Kinetic Pathways of the Conformational Change in Cytoplasmic Dynein.

In our study, the cytoplasmic dynein molecule was approximated as a ring of six AAA+ domains on the top (Fig. 1C, blue), a coiled-coil stalk in the middle (Fig. 1C, pink), and an MTBD at the bottom (Fig. 1C, green). For the stalk, two conformations, named the α and β registry, were observed in previous experiments (30). In the following, if the stalk is in the α registry, we will denote that the dynein in the α state; otherwise, it is in the β state. Our hypothesis is that the transition between the α and the β states might be crucial for the coordination between the two heads of cytoplasmic dynein. Therefore, to test this idea, we built a dual-basin SBM (details are given in SI Appendix) to monitor the transition from the α to the β state kinetically. An ensemble of 250 unbiased trajectories is presented in Fig. 2A, and a typical trajectory is shown in Fig. 2B. We employ a reaction coordinate, Q, which measures the fraction of the native contact formations of the corresponding crystal structures (see detailed definitions in Fig. 2).

Fig. 2.

Kinetic simulations of a cytoplasmic dynein changing from the α state to the β state. (A) Kinetic probability distribution produced from 250 unbiased kinetic trajectories from the α to the β state. The unit of the probability distribution is k_BT. ${\text{Q}}_{\text{m}}^{\text{n}}$ measures the fraction of the native contact formations for a particular segment m (m = stalk, MTBD, or dynein–MT) in the n (n = α or β) state. The red arrow shows the dominant kinetic path. (B) A typical kinetic trajectory from the α to the β state. The pink line represents Q for the stalk. The green line represents Q for the MTBD. The purple line represents the fraction of the native contact formations between the MTBD and the MT when the dynein is in the α state. (C) Representative snapshot of the α state. The MTBD tightly binds to the MT. (D) Representative snapshot of the β state. The MTBD partially detaches from the MT. The cleft between the MTBD and the MT is marked with a blue arrow. The time unit is τ_L, used in our coarse-grained simulations.

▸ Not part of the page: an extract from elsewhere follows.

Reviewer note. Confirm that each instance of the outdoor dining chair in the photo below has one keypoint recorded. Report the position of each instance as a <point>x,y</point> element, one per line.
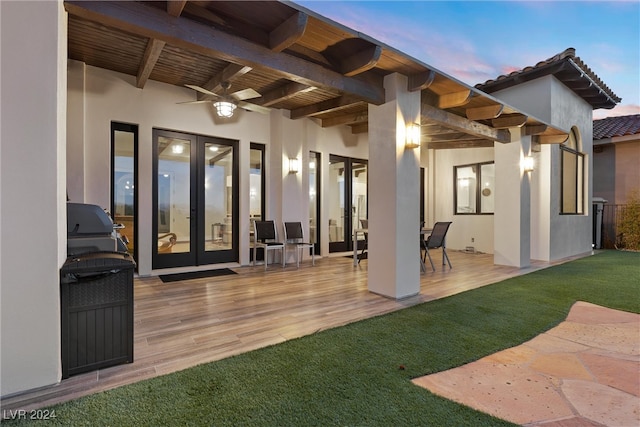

The dominant kinetic path was identified as follows. The system begins with the α state, which has a low Q_stalk (0.2, Fig. 2B, pink) and low Q_MTBD (0.5, Fig. 2B, green). Then, Q_stalk grows from 0.2 to 0.7, indicating a gradual transition from the α to the β state. However, in this intermediated state, Q_MTBD still remains low (0.5). After the Q_stalk increase continues from 0.7 to 0.8, Q_MTBD increases from 0.5 to 0.9. The system now turns into the β state. Our simulation suggests a sequential conformational change propagating from the stalk to the MTBD.

Stalk Conformation Influences Cytoplasmic Dynein Binding to MT.

Our computer simulation indicated that the conformation of the stalk influences the strength of the dynein binding to the MT. Since the crystal structures are not available, we have utilized a pseudoatomic model based on the cryo-EM map (21) to compute Q_Dynein-MT. It is a strong-binding state corresponding to the α state. We have chosen $Q_{Dynein-MT}^{\alpha }$ as a reaction coordinate since it is directly connected to our structure-based Hamiltonian. In the α state, the MTBD of dynein tightly binds to the MT, indicated by a high fraction of the native contact formation in the dynein–MT interface, Q_Dynein-MT (purple line in Fig. 2B and Fig. 2C). When the MTBD changes from the α state to the β state, the dynein–MT interfacial contacts in the α state cannot be simultaneously formed anymore. Subsequently, in the β state $Q_{Dynein-MT}^{\alpha }$ reduces by half (Fig. 2B, purple), as evident from a cleft between the dynein and the MT (Fig. 2D). This cleft in the β state is the consequence of conformational change of the dynein molecule itself. The loss of these contacts reduces MT binding affinity. We suggest that a reduction in the fraction of the native contact formation leads to a decrease in the binding affinity, consistent with previous experimental observations (22, 30) finding that the β state corresponds to a weaker binding state compared with the α state.

Inspired by this result, we hypothesize that for the trailing head the interhead tension will favor the transition from the α state to the β state, while for the leading head the tension will inhibit the transition. Because the β state corresponds to a weaker binding state to the MT than the α state, the trailing head will on average detach from the MT before the leading head. We will show the details of our calculations below.

Dynein Rotates About Its Stalk During the Transition from the α to the β State.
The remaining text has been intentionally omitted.